Biyun Temple was situated on Mount Wu, five kilometers away from Moling village. By the time the head monk walked down the mountain path to the edge of the forest, Mount Wu had ceased ascending and was already about 50 meters off the ground.

Upon seeing the flying mountain, the residents of Moling flooded from the village, with only the infirm and some children left behind. Seeing a mountain suspended in the air they took this as an omen that the Buddha would return. They carried incense sticks and sacrificial items and placed them below Mount Wu, and the head official ordered local squires to kowtow in front of the incense.

Mount Wu neither rose nor lowered. It just floated in the air like a giant mirage.

The monks of Biyun Temple tried to get the mountain back to the ground. First, they put on their robes, arranged incense, flowers, and fruits, and knelt in front of the Buddhist statues, begging the Buddha to save them, to free them from their predicament, but their prostrations and prayers had no effect. The white clouds moved slowly in the clear sky, shadows glided from Moling village, past the wild fields outside, over Mount Wu and Biyun Temple, dozens of meters in the sky, and then back over the fields outside of Moling village.

The curious villagers gradually dispersed, and only a few remained—those with family at the temple, officials designated responsible, and people with nothing better to do. By the afternoon, the head monk had given up on prayers and decided to lower a few people down by rope. The monks found 60 meters of hemp rope and tied one end around a pine tree and the other around the waist of a volunteer.

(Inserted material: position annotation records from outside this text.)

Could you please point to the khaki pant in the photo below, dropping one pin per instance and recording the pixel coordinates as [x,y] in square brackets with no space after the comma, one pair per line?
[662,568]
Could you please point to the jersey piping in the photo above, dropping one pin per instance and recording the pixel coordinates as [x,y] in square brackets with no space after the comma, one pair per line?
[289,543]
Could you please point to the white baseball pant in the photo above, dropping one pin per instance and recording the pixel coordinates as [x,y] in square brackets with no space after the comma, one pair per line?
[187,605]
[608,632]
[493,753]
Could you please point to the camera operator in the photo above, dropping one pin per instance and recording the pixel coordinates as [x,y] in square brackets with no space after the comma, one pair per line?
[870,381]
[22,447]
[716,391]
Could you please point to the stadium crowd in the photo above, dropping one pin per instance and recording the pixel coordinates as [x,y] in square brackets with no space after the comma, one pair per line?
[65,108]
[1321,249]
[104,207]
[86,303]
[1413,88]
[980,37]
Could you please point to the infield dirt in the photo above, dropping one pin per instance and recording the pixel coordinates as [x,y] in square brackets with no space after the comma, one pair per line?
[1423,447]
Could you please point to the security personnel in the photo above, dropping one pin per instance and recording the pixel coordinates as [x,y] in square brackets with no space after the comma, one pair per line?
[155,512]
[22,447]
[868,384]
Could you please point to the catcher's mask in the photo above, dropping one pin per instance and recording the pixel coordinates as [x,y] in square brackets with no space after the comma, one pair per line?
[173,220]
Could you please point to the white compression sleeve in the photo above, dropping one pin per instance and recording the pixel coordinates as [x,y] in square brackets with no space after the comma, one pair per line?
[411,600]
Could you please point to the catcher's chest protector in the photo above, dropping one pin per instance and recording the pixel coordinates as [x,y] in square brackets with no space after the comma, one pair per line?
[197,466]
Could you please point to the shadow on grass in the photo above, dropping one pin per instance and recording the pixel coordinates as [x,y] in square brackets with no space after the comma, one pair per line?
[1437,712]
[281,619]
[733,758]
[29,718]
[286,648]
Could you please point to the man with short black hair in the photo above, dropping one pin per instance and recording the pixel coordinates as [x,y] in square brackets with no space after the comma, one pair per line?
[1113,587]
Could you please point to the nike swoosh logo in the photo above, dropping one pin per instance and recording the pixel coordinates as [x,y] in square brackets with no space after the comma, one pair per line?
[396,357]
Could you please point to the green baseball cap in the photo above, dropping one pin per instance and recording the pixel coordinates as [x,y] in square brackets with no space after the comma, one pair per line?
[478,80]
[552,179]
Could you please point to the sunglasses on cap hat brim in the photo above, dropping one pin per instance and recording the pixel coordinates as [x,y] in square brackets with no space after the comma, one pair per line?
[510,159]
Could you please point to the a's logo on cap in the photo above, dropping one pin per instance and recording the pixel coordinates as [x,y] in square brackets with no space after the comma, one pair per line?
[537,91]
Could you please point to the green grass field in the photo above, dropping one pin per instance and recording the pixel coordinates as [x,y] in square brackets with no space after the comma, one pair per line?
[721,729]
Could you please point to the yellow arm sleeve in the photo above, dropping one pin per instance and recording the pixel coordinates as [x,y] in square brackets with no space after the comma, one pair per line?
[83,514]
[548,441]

The volunteer was lowered toward the surface, but never seemed to get any closer to the ground. Mount Wu seemed to rise. Worried that the mountain would rise too high for the rope, he yelled out to be lowered more quickly, but the rate of the mountain’s rise and his rate of descent were the same. When they were out of rope, the mountain stopped rising, but there were still dozens of meters between him and the ground. The monks had no choice but to pull him back up, but the mountain didn’t lower itself in response; it stayed at the same height. By this time, they were more than 100 meters off the ground. If one climbed to the top of the highest stupa at Biyun Temple, they could see the Yangtze River, like a silk cord floating upon the earth. None of the monks discovered this, and even if they had, they wouldn’t have been in the mood to appreciate it.

With the grain and vegetables stored in the temple, the monks didn’t have any pressing survival issues to worry about. After the sun set the monks returned to the temple to eat and conducted their evening class as normal, with nothing said throughout the night.

On the morning of the second day, a number of people from Moling village tried to make a new hill under the mountain, hoping to be able to reach Mount Wu and bring the monks down. They dug a hole by the large pit left by the mountain, and began piling up dirt, but they quickly discovered that their efforts were in vain, as the higher they piled the dirt, the higher the mountain rose. They gave up this venture and, in the following days, they tried scaling ladders and siege engines, but these approaches also led to the mountain rising.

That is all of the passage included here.